- Born: c. 1532 Torgau
- Died: c. 1601 (aged 68–69) Magdeburg
- Occupations: composer; choirmaster; librarian;

= Leonhardt Schröter =

German Renaissance choirmaster, teacher and composer

Leonhardt Schröter (c. 1532 – c. 1601) was a German Renaissance choirmaster, teacher, and composer at Magdeburg.

==Biography==
Leonhardt (alternatively spelled "Leonhard" or "Leonhart") Schröter (or Schroeter) was born in Torgau. His education began in Torgau where one of his teachers was Johann Walter. His subsequent education included schools at Annaberg-Buchholz and following at the Meissen ducal school. By at least 1561 until 1571, he occupied the position of town Kantor (director of church music) in Saalfeld. He was removed from this position because of his Philippist sympathies, whereupon he became librarian for the Wolfenbüttel court.
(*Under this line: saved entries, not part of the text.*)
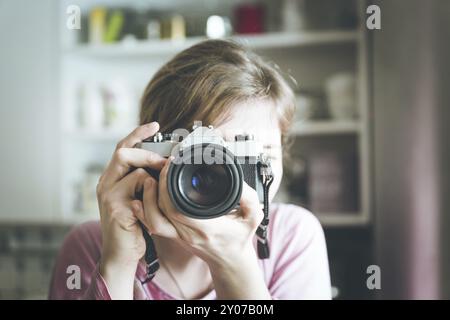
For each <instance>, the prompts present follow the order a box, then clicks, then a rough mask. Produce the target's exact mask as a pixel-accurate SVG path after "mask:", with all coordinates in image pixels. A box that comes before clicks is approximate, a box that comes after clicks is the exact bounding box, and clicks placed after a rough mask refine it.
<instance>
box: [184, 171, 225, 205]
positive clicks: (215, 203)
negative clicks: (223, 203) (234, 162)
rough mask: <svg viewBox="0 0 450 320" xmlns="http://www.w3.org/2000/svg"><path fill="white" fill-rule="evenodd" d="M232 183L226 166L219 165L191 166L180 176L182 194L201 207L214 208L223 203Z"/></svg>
mask: <svg viewBox="0 0 450 320" xmlns="http://www.w3.org/2000/svg"><path fill="white" fill-rule="evenodd" d="M189 182H190V185H189ZM231 182H232V179H231V177H230V173H229V172H228V170H227V168H226V166H225V165H218V164H212V165H207V164H204V165H189V166H186V167H185V168H184V170H183V172H182V173H181V175H180V184H181V185H180V187H181V193H182V194H183V195H184V196H185V197H186V198H188V199H189V200H190V201H192V202H194V203H196V204H197V205H200V206H213V205H216V204H217V203H219V202H220V201H222V200H223V199H224V197H226V196H227V191H228V190H229V188H230V187H231Z"/></svg>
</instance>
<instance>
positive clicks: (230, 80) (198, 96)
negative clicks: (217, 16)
mask: <svg viewBox="0 0 450 320" xmlns="http://www.w3.org/2000/svg"><path fill="white" fill-rule="evenodd" d="M251 100H267V101H268V102H271V103H272V104H273V105H274V107H275V108H276V112H277V114H278V121H279V126H280V129H281V132H282V133H283V134H285V133H286V131H287V129H288V127H289V125H290V122H291V119H292V116H293V111H294V95H293V92H292V90H291V88H290V87H289V85H288V84H287V82H286V81H285V80H284V79H283V77H282V76H281V75H280V73H279V72H278V71H277V70H276V69H275V68H274V67H272V66H271V65H269V64H268V63H266V62H264V61H263V60H262V59H261V58H260V57H259V56H257V55H256V54H254V53H252V52H251V51H249V50H247V49H246V48H244V47H243V46H242V45H240V44H238V43H235V42H232V41H225V40H207V41H204V42H201V43H199V44H197V45H194V46H192V47H190V48H188V49H186V50H184V51H182V52H180V53H179V54H177V55H176V56H175V57H174V58H173V59H172V60H170V61H169V62H168V63H166V64H165V65H164V66H163V67H162V68H161V69H160V70H159V71H158V72H157V73H156V74H155V76H154V77H153V78H152V79H151V80H150V82H149V84H148V85H147V87H146V89H145V91H144V95H143V97H142V100H141V111H140V123H141V124H144V123H148V122H152V121H158V122H159V123H160V126H161V131H163V132H172V131H173V130H175V129H179V128H185V129H188V130H190V129H191V128H192V125H193V124H194V121H202V123H203V125H214V126H217V125H218V124H220V123H222V122H223V121H225V120H226V119H227V117H228V116H229V115H230V111H232V110H233V106H235V105H236V104H238V103H242V102H248V101H251Z"/></svg>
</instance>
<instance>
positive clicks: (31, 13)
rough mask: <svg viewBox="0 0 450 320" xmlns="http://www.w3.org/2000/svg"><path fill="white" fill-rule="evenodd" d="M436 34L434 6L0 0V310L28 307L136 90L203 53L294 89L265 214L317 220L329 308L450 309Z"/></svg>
mask: <svg viewBox="0 0 450 320" xmlns="http://www.w3.org/2000/svg"><path fill="white" fill-rule="evenodd" d="M370 4H376V5H378V6H379V8H380V9H381V30H368V29H367V27H366V20H367V18H368V17H369V16H370V15H369V14H367V12H366V10H367V7H368V6H369V5H370ZM78 8H79V9H80V11H79V12H80V14H81V16H80V17H81V19H80V25H79V26H80V28H75V29H73V27H76V26H77V25H76V21H75V23H73V22H74V21H73V19H70V17H71V15H74V14H75V15H76V13H77V12H78ZM68 20H69V24H68ZM70 21H72V23H71V22H70ZM449 33H450V2H449V1H446V0H430V1H422V0H396V1H388V0H384V1H381V0H380V1H363V0H279V1H276V0H273V1H272V0H259V1H258V0H230V1H219V0H183V1H182V0H165V1H159V0H149V1H144V0H133V1H125V0H122V1H120V0H93V1H86V0H83V1H77V0H71V1H65V0H64V1H56V0H53V1H52V0H39V1H32V0H29V1H26V0H14V1H13V0H0V40H1V50H0V141H1V166H0V179H1V180H0V188H1V192H0V299H45V298H46V295H47V289H48V286H49V281H50V276H51V272H52V268H53V263H54V259H55V256H56V253H57V251H58V249H59V246H60V245H61V243H62V239H63V238H64V236H65V235H66V234H67V232H68V231H69V230H70V228H71V227H72V226H73V225H75V224H78V223H81V222H83V221H86V220H91V219H97V218H98V213H97V204H96V198H95V187H96V183H97V180H98V178H99V176H100V174H101V172H102V170H103V168H104V166H105V164H106V162H107V161H108V159H109V157H110V155H111V153H112V151H113V149H114V146H115V144H116V143H117V141H118V140H119V139H120V138H121V137H123V136H125V135H126V134H127V133H128V132H129V131H130V130H131V128H133V127H134V126H135V125H136V124H137V116H138V108H139V99H140V95H141V94H142V91H143V88H144V87H145V85H146V84H147V83H148V81H149V80H150V78H151V77H152V75H153V74H154V73H155V72H156V70H157V69H158V68H159V67H160V66H161V65H162V64H164V62H166V61H168V60H169V59H170V58H171V57H173V56H174V55H175V54H176V53H177V52H179V51H180V50H182V49H184V48H187V47H189V46H191V45H193V44H195V43H197V42H199V41H201V40H204V39H207V38H233V39H235V40H236V41H240V42H242V43H244V44H246V45H247V46H249V47H250V48H252V49H253V50H255V51H256V52H257V53H259V54H260V55H262V56H263V57H264V58H265V59H267V60H269V61H272V62H274V63H276V64H277V65H278V66H279V67H280V68H281V70H283V71H284V73H285V76H286V77H292V78H294V79H295V80H296V82H297V86H296V88H295V89H296V100H297V112H296V115H295V123H294V125H293V127H292V130H291V133H290V135H291V138H292V141H293V144H292V146H291V149H290V155H291V156H290V157H289V158H286V161H285V165H284V167H285V176H284V180H283V185H282V188H281V189H280V191H279V193H278V195H277V200H278V201H285V202H290V203H295V204H298V205H301V206H304V207H306V208H308V209H310V210H311V211H312V212H313V213H314V214H316V215H317V217H318V218H319V219H320V221H321V222H322V225H323V227H324V229H325V235H326V240H327V245H328V254H329V260H330V268H331V279H332V284H333V296H334V298H335V299H440V298H447V299H448V298H450V276H449V272H448V270H450V254H449V253H450V236H449V233H448V232H447V229H448V228H449V227H450V211H449V206H450V203H449V202H450V201H449V199H448V198H449V197H448V193H449V192H450V185H449V180H450V179H449V178H450V177H449V176H450V172H449V169H448V165H447V164H448V163H449V143H448V137H449V136H450V135H449V134H448V130H447V121H448V120H449V119H450V115H449V113H450V97H449V94H450V93H449V92H450V90H448V89H449V79H448V77H449V75H450V70H449V69H450V68H449V66H450V62H449V61H448V59H447V57H448V56H450V52H449V51H450V44H449V43H450V41H448V40H449V39H450V37H449V36H450V35H449ZM370 265H378V266H380V270H381V289H379V290H370V289H369V288H368V287H367V284H366V280H367V278H368V277H369V274H367V272H366V271H367V268H368V266H370Z"/></svg>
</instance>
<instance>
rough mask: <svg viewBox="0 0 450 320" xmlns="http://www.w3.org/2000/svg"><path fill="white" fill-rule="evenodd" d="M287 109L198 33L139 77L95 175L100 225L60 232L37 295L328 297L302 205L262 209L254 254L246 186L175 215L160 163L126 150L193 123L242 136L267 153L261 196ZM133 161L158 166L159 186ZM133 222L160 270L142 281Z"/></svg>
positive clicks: (314, 217) (285, 298)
He was restored to his position at Saalfeld two years later. Sometime later, he was hired to teach at the Old City School in Magdeburg. His last and most prestigious post was as Kantor at the Alstadt Lateinschule in Magdeburg. He is thought to have died sometime around the year 1601, based on an inscription in Friedrich Weissensee’s “Opus Melicum” from 1602, which describes Schröter's recent death.

==Works==
Schröter composed carols, hymns, motets, a passion, psalms, and a Te Deum which date from 1571 to 1587. He also composed several part-songs dating from 1562, which have been noted for their contrapuntal ability. His style has been described as having the “greatest simplicity”, but also the “highest grandeur,” simultaneously simple and sublime. He employed Reformation polyphony in his chorale settings, and also homophony, most notably in his eight-voice double-choir settings. His choral settings of psalms, while not numerous, are considered an "important contribution" to the Protestant motet tradition.